A comprehensive understanding of children's testimony requires expertise from a diverse group of professionals with knowledge of topics ranging from memory to language to law to mental health, with insights drawn from both practitioners and researchers. Not surprisingly perhaps, such interdisciplinary collaboration is, unfortunately, rare. Because the past decade has been marked by substantial progress and achievements, the time is ripe for a new and fully up-to-date edition of Children's Testimony.
Before providing an overview of the book and describing our goals, we begin by placing the field of children's testimony in context. A complete review of the social and historical context is beyond the scope of this chapter (for such discussions see Bruck, Ceci, & Principe, 2006; Poole & Lamb, 1998), but it is necessary to explain the development of the field – even since the first edition of this book was published almost a decade ago – in order to make sense of current issues and debates. Frankly, there is too much yet to be discovered to repeat the lessons and mistakes of the past.
When children are asked to testify, it is usually about maltreatment (Bruck et al., 2006; Lamb, 2003; Lamb, Hershkowitz, Orbach, & Esplin, 2008); a body of knowledge about ‘children's testimony’ largely exists because a shocking number of children around the world do not live in safe and secure circumstances. In the United States, for example, about 3.5 million investigations or assessments are carried out annually in response to reports of suspected child maltreatment. Following these investigations, nearly 800 000 children were classified as victims of maltreatment in 2007 (US Department of Health and Human Services, Administration on Children, Youth, and Families, 2009). Similarly alarming situations exist in the United Kingdom, Canada, Australia, and elsewhere (Australian Institute of Health and Welfare, 2007; Creighton, 2004; Trocmé et al., 2001). Increased awareness of child maltreatment beginning in the 1970s complemented by the reduction of barriers to children's participation in the legal system in the 1980s together ensured that increasing numbers of children have come to be viewed as potential witnesses (Lamb, 2003).

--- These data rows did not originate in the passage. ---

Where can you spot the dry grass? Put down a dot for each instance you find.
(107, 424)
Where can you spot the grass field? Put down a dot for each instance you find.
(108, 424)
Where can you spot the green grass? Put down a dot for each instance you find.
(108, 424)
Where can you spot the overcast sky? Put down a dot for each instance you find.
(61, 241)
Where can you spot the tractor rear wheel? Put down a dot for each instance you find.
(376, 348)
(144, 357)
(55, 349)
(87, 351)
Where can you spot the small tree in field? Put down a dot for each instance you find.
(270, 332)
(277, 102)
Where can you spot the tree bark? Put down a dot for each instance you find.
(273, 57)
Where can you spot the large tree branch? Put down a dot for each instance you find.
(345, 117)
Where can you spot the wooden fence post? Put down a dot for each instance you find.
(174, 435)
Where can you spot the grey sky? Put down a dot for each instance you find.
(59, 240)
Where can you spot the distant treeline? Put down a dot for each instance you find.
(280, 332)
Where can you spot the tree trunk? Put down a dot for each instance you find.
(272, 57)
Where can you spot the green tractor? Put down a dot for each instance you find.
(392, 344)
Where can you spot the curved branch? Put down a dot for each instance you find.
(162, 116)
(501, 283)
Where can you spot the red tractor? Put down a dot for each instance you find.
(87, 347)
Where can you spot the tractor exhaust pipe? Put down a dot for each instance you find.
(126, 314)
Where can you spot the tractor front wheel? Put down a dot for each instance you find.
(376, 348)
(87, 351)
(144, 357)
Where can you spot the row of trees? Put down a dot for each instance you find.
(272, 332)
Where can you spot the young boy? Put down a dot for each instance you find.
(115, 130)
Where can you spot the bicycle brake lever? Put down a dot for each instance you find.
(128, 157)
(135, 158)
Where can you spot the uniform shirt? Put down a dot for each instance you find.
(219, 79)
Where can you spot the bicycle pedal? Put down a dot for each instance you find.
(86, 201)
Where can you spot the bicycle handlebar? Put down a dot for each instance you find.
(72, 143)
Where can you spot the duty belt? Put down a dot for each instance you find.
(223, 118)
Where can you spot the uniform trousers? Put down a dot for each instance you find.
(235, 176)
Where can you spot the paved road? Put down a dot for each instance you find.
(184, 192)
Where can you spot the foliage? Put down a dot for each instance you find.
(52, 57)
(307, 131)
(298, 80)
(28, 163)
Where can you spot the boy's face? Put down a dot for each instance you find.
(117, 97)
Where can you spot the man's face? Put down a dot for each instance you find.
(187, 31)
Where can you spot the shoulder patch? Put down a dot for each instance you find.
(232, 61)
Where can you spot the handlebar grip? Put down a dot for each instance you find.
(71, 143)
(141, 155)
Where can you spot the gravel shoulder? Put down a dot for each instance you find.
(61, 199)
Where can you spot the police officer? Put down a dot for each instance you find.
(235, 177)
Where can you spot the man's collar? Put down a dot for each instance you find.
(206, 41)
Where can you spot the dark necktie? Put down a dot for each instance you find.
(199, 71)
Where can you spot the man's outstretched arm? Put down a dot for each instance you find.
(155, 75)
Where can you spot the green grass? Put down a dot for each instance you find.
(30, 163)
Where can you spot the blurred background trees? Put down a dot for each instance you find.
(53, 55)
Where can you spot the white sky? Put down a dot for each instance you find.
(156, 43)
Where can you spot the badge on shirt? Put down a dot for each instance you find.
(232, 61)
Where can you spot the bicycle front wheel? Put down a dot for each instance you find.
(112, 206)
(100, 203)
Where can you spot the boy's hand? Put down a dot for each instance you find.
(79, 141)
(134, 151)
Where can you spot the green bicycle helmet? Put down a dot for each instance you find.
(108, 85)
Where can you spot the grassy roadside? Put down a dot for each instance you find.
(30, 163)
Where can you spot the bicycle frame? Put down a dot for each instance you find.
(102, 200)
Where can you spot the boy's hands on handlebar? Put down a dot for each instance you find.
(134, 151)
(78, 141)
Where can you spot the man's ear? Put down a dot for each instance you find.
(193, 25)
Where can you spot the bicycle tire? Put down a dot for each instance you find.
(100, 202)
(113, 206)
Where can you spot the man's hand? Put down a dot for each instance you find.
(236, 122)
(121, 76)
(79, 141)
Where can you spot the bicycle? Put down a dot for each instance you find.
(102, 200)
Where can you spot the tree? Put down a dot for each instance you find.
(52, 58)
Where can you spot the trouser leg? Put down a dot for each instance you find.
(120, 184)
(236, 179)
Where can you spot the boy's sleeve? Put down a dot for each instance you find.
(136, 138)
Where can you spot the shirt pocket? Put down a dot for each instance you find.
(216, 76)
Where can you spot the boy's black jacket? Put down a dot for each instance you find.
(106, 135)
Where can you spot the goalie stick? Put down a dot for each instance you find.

Each year, increasing numbers of children thus come into contact with the legal, social service, and child welfare systems around the world. As a result, children represent ‘a large and growing legal constituency, one that possesses a special set of constraints involving basic developmental competencies, including cognitive, social, and emotional, that may constrain their effective participation’ (Bruck et al., 2006, p. 777). In response to these trends, the amount of research concerning children's testimony has grown rapidly; it remains one of the fastest-growing areas in all of developmental psychology (Bruck et al., 2006).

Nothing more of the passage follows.